I think the initial issue was an occurrence of #437 because this link (containing a curly quote and also at the beginning of the page) works: https://www.thefp.com/p/douglas-murray-elizabeth-barrett-browning#:~:text=Elizabeth%20Barrett%20Browning%E2%80%99s%20love%20poem%20is%20famous.%20But%20her%20own%20love%20story%20is%20just%20as%20legendary.

This behavior might also arise from incomplete unicode support in dom-anchor-text-quote (transitively from https://github.com/google/diff-match-patch/pull/80.) This issue will now focus on the Unicode issue.

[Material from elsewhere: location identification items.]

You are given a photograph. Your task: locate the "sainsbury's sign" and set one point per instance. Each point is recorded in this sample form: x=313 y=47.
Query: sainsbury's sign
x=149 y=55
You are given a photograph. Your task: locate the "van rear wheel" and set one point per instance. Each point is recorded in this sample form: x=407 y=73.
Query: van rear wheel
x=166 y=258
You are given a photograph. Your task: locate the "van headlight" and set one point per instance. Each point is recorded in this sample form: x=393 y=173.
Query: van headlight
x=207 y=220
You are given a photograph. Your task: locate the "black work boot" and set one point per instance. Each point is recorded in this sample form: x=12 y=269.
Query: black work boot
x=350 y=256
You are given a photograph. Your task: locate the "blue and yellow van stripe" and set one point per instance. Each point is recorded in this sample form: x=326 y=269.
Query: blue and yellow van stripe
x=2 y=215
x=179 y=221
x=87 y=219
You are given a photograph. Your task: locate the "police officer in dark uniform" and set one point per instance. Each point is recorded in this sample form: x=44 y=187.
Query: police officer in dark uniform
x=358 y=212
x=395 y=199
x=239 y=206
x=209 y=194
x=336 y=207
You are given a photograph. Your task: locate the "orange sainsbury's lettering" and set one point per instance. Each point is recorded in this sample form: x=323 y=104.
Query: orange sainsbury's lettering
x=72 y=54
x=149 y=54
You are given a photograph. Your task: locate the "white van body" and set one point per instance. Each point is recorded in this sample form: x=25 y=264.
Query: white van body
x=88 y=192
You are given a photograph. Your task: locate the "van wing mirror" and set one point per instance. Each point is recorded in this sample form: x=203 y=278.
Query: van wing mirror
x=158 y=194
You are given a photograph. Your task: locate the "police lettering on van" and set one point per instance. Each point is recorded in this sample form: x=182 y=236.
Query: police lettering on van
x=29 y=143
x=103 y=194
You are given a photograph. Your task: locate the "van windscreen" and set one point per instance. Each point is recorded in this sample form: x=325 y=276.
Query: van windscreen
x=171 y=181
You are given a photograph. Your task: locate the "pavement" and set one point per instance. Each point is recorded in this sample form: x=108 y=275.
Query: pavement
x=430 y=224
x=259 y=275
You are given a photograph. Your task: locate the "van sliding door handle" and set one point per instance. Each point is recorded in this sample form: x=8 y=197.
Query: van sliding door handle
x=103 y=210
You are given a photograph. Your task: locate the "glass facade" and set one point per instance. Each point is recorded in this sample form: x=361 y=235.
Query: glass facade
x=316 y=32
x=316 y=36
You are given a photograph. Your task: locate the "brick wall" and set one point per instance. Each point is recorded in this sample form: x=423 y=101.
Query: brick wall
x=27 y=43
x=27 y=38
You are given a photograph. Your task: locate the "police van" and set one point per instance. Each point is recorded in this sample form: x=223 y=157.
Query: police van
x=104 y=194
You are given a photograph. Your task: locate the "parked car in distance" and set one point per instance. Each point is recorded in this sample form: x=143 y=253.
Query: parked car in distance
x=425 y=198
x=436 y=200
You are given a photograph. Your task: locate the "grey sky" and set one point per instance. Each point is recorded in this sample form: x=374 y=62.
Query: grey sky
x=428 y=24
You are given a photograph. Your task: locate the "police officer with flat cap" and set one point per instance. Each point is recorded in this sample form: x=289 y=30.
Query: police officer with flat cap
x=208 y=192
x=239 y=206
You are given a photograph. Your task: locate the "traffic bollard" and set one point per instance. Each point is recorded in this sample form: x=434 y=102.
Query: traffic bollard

carlgieringer commented 1 year ago

A casual check with emoji (https://en.wikipedia.org/wiki/Emoji#:~:text=In%202015%2C%20Oxford%20Dictionaries%20named%20the%20Face%20with%20Tears%20of%20Joy%20emoji%20(%F0%9F%98%82)%20the%20word%20of%20the%20year.%5B10%5D%5B11%5D) indicates that it works. It might be that the laughing emoji has no surrogate pairs 😂, in which cause this is not a good test. Since our initial primary focus is on English language, I am going to defer this issue until it arises naturally.

I also tried to create an anchor containing Chinese and it worked as well: https://en.wikipedia.org/wiki/Chinese_Wikipedia#:~:text=The%20Chinese%20Wikipedia%20(traditional%20Chinese%3A%20%E4%B8%AD%E6%96%87%E7%B6%AD%E5%9F%BA%E7%99%BE%E7%A7%91%3B%20simplified%20Chinese%3A%20%E4%B8%AD%E6%96%87%E7%BB%B4%E5%9F%BA%E7%99%BE%E7%A7%91%3B%20pinyin%3A%20Zh%C5%8Dngw%C3%A9n%20W%C3%A9ij%C4%AB%20B%C7%8Eik%C4%93)%20is%20the%20written%20vernacular%20Chinese%20(a%20form%20of%20Mandarin%20Chinese)%20edition%20of%20Wikipedia.